Your healthcare dollar

Where does all the money go in U.S. healthcare? Since 1985, costs have increased at double-digit percentages annually, yet doctors today earn only about one fourth what they did then, per hour, inflation-adjusted.

So where does the money go? Public company net profits tell an interesting story.

Big health insurance companies, often a bogeyman in these discussions, are actually not hugely profitable, earning a respectable but unexciting 10% on sales.

By contrast, nearly all major drug companies earn more than 25% on sales — almost unheard of among companies with over $10 billion in sales. 25% net margins are more appropos to small niche operations, such as a mugging or petty theft.

So are drug companies the perps? Well, not lately. Their profits have been falling dramatically for the past five years, and sales are pretty flat. Over the same period, health insurers have grown enormously, though they remain relatively unprofitable.

(As an aside, health insurers are probably worth a look for investors, because their rapid growth doesn’t seem to be priced into their stock in all cases.)

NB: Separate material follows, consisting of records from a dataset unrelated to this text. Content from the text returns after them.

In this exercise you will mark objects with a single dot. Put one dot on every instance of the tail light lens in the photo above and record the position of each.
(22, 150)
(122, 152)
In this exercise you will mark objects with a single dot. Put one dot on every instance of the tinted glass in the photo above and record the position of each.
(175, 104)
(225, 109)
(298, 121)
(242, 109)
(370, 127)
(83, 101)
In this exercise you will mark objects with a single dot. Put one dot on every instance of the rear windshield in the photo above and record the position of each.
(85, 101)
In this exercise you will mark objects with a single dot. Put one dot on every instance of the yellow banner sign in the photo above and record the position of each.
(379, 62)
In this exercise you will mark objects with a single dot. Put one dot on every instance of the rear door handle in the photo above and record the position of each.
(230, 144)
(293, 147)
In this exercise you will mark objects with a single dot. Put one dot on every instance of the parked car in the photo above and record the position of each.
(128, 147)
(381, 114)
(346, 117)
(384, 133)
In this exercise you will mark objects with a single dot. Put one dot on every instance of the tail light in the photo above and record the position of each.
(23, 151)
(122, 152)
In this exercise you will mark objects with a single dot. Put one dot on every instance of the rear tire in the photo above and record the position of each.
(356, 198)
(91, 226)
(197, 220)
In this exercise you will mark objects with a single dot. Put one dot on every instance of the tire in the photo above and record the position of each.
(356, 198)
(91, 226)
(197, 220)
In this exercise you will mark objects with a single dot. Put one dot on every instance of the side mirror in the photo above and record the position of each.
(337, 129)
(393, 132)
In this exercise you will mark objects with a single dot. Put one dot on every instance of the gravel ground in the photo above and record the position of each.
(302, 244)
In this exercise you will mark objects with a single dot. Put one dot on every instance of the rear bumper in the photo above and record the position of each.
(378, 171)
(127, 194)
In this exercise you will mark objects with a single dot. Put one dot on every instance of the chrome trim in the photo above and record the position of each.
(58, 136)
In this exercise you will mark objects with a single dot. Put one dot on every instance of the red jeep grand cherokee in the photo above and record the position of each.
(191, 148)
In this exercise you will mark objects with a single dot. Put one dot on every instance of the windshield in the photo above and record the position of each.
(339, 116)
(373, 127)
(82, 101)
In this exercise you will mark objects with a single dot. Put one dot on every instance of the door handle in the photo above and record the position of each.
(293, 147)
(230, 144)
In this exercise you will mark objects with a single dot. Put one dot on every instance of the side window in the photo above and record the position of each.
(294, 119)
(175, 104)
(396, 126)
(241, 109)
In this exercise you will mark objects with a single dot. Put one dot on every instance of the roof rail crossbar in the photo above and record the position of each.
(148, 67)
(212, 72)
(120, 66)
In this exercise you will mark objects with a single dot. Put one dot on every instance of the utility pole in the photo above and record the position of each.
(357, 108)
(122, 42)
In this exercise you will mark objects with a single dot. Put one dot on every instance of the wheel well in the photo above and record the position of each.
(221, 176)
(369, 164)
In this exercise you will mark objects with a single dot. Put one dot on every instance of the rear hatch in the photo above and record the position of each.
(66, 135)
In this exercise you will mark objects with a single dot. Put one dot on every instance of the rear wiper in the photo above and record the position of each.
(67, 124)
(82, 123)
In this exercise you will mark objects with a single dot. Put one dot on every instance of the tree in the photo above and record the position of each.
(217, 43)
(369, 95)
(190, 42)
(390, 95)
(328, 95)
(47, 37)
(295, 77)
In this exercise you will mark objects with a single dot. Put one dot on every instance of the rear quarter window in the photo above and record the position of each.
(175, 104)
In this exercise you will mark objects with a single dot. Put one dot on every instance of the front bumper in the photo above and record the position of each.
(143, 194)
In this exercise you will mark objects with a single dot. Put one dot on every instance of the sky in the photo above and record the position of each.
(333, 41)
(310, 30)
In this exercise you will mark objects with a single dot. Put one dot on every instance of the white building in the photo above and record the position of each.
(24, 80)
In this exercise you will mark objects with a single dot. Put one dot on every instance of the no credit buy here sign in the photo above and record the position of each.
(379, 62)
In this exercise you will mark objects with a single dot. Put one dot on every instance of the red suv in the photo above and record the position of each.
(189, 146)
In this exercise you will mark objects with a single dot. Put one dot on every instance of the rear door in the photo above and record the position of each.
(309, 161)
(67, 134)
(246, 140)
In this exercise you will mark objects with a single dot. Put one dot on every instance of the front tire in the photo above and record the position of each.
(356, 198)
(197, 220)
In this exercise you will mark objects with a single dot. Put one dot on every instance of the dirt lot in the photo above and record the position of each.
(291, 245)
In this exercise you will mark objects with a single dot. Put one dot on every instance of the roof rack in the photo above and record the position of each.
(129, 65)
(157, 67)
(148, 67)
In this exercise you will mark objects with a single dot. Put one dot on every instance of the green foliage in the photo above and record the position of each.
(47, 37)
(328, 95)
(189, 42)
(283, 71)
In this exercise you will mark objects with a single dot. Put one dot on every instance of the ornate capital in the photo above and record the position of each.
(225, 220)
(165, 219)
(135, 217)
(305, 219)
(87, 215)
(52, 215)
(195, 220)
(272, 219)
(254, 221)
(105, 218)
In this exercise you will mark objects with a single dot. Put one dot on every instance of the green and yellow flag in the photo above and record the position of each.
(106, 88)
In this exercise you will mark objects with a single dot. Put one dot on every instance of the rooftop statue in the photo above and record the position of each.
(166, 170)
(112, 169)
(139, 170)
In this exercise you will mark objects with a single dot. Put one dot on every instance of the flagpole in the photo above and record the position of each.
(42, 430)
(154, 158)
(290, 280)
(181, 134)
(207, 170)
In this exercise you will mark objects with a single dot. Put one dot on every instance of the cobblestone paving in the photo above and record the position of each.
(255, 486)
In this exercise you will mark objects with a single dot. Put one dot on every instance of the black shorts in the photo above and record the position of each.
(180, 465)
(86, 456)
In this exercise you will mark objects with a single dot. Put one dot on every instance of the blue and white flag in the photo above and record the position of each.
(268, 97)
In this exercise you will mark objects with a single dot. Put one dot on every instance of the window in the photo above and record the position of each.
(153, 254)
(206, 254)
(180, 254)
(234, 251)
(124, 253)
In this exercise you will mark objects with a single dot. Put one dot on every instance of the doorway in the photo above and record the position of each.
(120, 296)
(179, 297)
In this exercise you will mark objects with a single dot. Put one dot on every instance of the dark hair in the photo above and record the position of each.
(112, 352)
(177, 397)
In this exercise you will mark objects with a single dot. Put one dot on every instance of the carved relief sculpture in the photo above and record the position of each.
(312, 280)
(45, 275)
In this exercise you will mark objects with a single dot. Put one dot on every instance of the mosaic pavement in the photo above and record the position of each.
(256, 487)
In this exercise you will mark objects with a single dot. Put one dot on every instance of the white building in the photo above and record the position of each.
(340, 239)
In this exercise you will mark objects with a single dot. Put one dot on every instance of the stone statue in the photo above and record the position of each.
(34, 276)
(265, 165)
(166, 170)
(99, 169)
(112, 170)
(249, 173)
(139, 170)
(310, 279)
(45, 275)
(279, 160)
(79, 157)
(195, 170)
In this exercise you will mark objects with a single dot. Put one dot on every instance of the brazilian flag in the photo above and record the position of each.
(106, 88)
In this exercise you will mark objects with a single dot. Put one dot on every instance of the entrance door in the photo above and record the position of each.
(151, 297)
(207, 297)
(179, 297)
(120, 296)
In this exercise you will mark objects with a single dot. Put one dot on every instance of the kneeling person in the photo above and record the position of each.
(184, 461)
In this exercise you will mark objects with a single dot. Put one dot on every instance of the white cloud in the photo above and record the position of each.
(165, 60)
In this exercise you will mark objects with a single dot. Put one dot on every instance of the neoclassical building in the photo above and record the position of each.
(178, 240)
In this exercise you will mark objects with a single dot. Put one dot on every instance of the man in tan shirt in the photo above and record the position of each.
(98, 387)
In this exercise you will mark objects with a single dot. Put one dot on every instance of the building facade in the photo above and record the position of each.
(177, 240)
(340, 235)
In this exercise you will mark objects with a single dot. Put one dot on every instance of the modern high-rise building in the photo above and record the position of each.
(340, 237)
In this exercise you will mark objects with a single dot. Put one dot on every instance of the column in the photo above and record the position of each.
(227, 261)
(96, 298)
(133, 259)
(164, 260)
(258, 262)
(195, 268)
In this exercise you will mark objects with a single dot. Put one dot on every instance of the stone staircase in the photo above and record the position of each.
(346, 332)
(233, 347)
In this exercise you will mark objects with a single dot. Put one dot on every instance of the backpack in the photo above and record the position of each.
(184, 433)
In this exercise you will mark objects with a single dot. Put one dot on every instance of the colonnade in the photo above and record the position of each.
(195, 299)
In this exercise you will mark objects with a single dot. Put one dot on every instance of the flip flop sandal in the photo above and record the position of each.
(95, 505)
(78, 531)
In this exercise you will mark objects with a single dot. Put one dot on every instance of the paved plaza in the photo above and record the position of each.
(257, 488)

The implication is that until about 2001, drug companies were shaking people upside down to make the coins fall out. Then they stopped. (OK, what really happened is that they had high profit margins due to patent exclusivity, but then those patents began expiring.) Around the same time, insurers started taking more of the pie. But they didn’t keep much of it as profit, instead paying most of it through to employees and suppliers.

What suppliers, though? Not drug companies. Not doctors. So we must ask again: where it it all going?